The first objective was to study the performance of cellulose acetate (CA) and an advanced crosslinkable polyimide (PDMC) dense film membrane for H₂S separation from natural gas.
The second objective was to engineer those polymers to produce membrane materials with superior performance as measured by efficiency, productivity, and plasticization resistance, and the third objective was to determine the separation performance of these engineered membrane materials under more aggressive, realistic natural gas feeds, and to perform a detailed transport analysis of the factors that impact their performance.
Work on the first objective showed that in neat CA, penetrant transport is controlled by both the solubility and mobility selectivity, with the former being more dominant, leading to a high overall CO₂/CH₄ (33) and H₂S/CH₄ (35) ideal selectivities.
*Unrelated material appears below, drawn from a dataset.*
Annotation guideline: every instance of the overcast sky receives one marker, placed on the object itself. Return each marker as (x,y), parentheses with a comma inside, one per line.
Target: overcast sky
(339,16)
However, in uncrosslinked PDMC, H₂S/CH₄ selectivity favored sorption only, whereas CO₂/CH₄ selectivity favored both mobility and sorption selectivity, leading to a high CO₂/CH₄ (37) but low H₂S/CH₄ (12) ideal selectivities. However, the latter polymer showed more plasticization resistance for CO₂.
In the second objective, both materials were engineered. A new technique referred to as “GCV-Modification” was introduced in which cellulose acetate was grafted using vinyltrimethoxysilane (VTMS), then hydrolyzed and condensed to form a polymer network. PDMC was also covalently crosslinked to enhance its performance. GCV-Modified CA showed significant performance improvements for H₂S and CO₂ removal; the permeability of CO₂ and H₂S were found to be 139 and 165 Barrer, respectively, which represented a 30X and 34X increase compared to the pristine CA polymer. The H₂S/CH₄ and CO₂/CH₄ ideal selectivities were found to be 39 and 33, respectively. Crosslinked PDMC showed a higher CO₂/CH₄ selectivity of 38 with a better plasticization resistance for CO₂ and H₂S.
In the third objective, these materials were tested under aggressive ternary mixtures of H₂S/CO₂/CH₄ with both vacuum and nonvacuum downstream. Even under aggressive feed conditions, GCV-Modified CA showed better performance vs. PDMC, and it remained were fairly stable, making it a potential candidate for aggressive sour gas separations, not only because of its significantly higher productivity, which will help decrease the surface area needed for separation, thereby reducing operating costs, but also because of the lower cost of the raw material GCV-Modified CA compared to PDMC.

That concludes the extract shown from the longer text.